What is the benefit of horizontal gene transfer?
Creates genetic diversity that evolution can act on and increases the dispersion of antibiotic resistance and virulence genes.
Explain why horizontal gene transfer should be considered a form of sexual reproduction.
The transformed cells are genetically unique just like offspring are genetically unique, the overall result is a genetically new individual. New combination of alleles created.
Explain why horizontal gene transfer should not be considered a form of sexual reproduction.
No net growth in generation size.
Describe the process of bacterial transformation.
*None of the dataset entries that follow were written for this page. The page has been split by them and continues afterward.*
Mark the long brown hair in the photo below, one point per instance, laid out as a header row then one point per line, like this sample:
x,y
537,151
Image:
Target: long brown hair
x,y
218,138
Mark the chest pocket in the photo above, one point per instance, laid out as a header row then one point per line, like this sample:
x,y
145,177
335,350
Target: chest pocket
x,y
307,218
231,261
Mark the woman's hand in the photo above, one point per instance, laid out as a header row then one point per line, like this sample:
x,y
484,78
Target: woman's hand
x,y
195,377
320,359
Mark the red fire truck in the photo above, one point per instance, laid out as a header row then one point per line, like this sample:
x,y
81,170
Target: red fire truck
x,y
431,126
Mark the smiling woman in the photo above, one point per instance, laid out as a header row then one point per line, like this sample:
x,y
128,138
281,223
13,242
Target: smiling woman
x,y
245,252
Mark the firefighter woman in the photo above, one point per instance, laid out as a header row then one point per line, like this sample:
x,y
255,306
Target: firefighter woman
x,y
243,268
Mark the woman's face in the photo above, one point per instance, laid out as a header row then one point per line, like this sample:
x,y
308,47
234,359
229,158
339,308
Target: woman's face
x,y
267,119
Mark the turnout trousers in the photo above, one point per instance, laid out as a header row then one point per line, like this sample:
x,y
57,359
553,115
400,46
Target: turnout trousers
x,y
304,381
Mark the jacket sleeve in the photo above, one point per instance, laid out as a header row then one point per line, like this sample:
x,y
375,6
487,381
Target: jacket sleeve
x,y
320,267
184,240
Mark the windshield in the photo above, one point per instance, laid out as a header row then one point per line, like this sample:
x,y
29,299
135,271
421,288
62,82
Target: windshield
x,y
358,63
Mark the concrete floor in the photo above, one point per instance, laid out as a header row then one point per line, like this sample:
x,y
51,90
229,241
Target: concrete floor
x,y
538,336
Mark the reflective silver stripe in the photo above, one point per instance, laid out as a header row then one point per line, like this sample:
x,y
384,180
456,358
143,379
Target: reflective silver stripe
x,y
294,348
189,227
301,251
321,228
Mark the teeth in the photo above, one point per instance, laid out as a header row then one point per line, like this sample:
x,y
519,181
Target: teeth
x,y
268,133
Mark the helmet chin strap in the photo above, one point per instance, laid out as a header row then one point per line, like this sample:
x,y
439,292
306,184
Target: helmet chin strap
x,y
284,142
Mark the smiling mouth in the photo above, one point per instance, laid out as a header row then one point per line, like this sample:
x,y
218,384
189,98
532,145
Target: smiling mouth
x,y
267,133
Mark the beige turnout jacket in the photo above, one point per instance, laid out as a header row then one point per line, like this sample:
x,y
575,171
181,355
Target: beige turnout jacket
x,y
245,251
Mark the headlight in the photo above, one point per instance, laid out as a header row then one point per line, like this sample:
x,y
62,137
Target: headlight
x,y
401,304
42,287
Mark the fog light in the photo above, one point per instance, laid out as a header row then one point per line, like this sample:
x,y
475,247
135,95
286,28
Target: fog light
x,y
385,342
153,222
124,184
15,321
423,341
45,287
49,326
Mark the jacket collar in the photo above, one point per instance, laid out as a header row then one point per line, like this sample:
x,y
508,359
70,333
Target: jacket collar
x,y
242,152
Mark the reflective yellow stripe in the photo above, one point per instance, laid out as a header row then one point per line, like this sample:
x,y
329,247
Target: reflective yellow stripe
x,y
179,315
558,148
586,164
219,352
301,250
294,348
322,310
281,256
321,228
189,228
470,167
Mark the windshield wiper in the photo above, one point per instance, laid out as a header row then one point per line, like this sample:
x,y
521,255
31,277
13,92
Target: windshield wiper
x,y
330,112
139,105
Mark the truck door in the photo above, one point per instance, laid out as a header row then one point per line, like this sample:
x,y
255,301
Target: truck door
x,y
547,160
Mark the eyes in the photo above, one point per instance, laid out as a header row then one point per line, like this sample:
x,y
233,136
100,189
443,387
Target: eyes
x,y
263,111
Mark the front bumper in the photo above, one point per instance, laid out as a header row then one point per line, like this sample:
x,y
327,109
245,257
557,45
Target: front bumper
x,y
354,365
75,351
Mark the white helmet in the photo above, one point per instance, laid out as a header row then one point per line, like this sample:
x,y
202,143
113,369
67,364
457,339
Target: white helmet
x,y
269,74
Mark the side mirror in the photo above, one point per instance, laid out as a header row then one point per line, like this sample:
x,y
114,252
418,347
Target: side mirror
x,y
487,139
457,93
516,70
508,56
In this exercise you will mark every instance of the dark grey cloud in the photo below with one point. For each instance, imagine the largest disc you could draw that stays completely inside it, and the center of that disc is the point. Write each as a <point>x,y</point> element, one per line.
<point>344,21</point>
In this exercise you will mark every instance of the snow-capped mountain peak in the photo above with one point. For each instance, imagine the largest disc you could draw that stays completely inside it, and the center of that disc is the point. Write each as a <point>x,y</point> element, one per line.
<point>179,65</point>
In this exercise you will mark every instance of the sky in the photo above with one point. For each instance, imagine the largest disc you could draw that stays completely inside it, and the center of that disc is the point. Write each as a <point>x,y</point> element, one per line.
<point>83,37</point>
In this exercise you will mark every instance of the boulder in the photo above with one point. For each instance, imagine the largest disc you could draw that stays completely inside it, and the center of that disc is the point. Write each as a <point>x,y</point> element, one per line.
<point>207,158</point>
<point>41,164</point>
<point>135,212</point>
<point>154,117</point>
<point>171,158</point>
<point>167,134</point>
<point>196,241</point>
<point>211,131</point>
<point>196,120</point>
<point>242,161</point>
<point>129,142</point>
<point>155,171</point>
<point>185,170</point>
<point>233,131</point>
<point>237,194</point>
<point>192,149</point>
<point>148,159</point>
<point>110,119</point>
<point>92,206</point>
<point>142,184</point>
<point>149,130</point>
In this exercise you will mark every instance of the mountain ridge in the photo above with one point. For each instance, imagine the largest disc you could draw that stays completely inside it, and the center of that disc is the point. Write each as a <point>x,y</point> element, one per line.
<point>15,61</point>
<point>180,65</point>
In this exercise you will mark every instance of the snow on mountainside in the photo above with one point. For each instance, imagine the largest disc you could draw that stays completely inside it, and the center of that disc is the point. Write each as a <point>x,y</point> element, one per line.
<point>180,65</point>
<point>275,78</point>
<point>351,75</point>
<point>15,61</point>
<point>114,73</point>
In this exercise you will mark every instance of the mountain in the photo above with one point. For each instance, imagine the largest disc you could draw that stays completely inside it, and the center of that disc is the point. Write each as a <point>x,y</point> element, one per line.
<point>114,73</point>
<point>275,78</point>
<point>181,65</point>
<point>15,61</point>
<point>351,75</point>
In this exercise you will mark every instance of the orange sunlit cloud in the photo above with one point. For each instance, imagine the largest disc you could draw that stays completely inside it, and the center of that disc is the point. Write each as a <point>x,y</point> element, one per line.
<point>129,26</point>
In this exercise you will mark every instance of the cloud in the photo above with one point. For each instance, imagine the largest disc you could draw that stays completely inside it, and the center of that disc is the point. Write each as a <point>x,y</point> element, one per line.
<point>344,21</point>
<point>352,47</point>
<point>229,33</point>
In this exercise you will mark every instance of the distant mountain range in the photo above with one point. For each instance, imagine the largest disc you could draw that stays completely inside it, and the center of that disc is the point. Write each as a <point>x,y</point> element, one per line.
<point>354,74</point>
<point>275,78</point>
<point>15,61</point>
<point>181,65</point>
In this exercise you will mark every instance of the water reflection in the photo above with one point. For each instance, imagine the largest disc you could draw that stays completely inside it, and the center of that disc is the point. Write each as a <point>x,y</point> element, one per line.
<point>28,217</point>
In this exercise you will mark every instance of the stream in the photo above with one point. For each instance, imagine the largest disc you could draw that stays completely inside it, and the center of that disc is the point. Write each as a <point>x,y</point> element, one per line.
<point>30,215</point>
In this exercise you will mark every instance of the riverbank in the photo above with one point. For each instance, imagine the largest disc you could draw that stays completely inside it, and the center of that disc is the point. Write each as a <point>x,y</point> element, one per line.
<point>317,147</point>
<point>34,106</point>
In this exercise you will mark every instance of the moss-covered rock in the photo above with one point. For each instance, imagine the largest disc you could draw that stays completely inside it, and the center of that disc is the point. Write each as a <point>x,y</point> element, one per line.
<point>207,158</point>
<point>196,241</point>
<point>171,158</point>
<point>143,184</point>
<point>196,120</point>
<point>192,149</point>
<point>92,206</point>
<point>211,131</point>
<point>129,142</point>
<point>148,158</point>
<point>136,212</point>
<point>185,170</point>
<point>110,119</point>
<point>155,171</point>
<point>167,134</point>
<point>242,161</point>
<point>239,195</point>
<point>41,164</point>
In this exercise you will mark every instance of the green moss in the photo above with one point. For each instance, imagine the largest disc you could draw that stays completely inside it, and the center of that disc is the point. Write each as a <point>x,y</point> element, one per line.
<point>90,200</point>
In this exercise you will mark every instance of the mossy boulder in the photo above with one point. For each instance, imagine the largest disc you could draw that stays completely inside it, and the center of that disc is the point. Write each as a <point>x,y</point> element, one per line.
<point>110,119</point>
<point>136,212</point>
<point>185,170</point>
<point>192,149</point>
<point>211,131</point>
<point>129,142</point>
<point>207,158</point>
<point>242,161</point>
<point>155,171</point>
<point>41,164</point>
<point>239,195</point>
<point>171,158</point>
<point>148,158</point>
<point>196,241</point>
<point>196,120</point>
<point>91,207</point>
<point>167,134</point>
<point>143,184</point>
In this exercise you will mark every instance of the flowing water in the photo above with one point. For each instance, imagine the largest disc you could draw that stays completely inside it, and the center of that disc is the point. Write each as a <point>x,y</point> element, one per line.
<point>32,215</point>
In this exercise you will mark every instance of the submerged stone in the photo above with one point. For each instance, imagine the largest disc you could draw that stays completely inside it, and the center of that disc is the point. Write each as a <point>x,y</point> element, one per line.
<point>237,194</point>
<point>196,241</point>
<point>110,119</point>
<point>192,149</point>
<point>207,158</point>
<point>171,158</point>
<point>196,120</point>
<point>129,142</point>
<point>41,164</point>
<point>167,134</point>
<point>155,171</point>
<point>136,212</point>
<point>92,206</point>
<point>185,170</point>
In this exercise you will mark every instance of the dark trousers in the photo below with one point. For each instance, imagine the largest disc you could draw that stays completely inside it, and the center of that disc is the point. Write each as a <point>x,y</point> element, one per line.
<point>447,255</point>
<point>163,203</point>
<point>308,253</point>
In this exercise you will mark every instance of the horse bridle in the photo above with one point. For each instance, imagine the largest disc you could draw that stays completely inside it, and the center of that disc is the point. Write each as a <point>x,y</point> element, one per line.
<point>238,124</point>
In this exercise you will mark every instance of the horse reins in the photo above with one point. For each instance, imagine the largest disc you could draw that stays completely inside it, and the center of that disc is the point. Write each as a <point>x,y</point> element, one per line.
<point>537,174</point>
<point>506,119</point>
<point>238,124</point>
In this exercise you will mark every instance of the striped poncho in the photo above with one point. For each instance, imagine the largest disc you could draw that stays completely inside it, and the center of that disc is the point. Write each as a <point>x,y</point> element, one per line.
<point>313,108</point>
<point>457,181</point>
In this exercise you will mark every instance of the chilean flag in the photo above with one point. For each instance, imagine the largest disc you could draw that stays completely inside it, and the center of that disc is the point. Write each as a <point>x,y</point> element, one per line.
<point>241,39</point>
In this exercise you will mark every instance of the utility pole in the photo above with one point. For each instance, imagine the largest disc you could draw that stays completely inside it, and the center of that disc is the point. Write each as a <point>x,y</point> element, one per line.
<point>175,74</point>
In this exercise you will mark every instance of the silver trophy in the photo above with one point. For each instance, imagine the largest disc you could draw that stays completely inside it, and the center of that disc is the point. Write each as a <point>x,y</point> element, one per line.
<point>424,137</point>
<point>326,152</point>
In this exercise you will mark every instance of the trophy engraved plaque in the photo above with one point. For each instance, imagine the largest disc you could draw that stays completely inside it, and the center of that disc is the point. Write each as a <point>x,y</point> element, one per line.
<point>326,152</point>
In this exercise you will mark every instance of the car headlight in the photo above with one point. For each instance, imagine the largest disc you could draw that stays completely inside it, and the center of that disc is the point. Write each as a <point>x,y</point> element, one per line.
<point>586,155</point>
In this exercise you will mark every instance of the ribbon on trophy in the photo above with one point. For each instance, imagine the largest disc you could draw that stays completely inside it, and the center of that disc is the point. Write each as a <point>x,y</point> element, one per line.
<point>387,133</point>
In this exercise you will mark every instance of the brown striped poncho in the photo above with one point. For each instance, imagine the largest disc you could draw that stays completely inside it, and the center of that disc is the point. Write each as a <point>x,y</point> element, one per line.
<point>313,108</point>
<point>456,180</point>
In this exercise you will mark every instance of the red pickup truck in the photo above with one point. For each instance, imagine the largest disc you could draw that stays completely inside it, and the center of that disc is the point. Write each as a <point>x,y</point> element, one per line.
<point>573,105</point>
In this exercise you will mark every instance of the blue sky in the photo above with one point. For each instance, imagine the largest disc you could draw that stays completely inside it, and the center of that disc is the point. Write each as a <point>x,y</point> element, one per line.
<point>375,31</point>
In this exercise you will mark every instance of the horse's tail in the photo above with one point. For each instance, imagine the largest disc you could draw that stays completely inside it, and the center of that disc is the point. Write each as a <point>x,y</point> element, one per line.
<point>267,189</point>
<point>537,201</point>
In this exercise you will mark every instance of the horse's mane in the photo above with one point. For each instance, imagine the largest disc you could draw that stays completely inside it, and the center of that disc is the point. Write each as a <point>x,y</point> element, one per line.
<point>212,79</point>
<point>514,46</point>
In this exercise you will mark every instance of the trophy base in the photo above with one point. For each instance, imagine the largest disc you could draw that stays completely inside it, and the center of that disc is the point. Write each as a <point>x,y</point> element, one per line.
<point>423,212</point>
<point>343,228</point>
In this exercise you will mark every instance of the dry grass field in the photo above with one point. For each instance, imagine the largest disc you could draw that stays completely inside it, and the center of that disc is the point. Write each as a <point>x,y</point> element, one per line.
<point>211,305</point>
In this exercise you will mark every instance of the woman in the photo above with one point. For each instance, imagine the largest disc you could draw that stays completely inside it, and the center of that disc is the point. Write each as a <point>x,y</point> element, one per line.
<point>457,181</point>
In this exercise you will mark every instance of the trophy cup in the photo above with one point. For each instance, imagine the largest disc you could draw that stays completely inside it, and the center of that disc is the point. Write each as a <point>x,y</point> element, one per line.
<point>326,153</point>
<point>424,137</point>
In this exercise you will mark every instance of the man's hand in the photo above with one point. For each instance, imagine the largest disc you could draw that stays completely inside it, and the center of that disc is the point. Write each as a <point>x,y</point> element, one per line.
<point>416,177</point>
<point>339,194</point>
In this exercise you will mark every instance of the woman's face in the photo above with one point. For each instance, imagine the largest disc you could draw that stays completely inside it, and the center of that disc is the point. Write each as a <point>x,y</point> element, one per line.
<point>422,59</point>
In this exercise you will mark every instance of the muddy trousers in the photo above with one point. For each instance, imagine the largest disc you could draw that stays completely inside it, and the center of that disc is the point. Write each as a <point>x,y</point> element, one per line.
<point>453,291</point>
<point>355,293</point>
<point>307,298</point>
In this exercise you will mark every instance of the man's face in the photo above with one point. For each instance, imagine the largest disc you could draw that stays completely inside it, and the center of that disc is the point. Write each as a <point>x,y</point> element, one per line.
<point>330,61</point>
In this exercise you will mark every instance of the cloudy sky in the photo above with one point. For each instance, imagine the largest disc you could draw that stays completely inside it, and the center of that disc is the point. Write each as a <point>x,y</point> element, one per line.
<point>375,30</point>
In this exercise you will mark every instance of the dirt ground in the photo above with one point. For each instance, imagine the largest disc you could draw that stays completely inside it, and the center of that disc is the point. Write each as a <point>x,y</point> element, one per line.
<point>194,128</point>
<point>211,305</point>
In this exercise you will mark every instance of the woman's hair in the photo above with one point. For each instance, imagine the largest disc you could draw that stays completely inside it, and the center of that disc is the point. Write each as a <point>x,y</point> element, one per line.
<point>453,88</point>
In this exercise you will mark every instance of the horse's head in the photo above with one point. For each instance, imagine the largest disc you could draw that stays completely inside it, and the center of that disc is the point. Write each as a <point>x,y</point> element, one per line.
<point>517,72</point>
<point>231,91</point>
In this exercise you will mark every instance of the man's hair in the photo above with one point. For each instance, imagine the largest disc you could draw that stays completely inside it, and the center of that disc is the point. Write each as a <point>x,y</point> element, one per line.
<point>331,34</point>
DNA is picked up from the environment by the recipient and integrated into their DNA. Donor cell lyses (dead), chromosome is released, chromosome is partially degraded. Inorder for this to occur the recipient cells must be competent.
Single stranded donor DNA enters the host cell. DNA integrates into the recipient chromosome ( breakage and reunion, replaces homologous sequences). Mismatched repair “fixes” DNA, and can make new alleles permanent. Transformed cells are genetically unique.
What changes are present in a bacterium that is “competent.”
Near the end of the log phase, cell wall changes, and receptor proteins are made. Occurs natural in several species e.g. streptococcus and bacillus. Also can be induced in the lab on a large number of species e.eg E.Coli.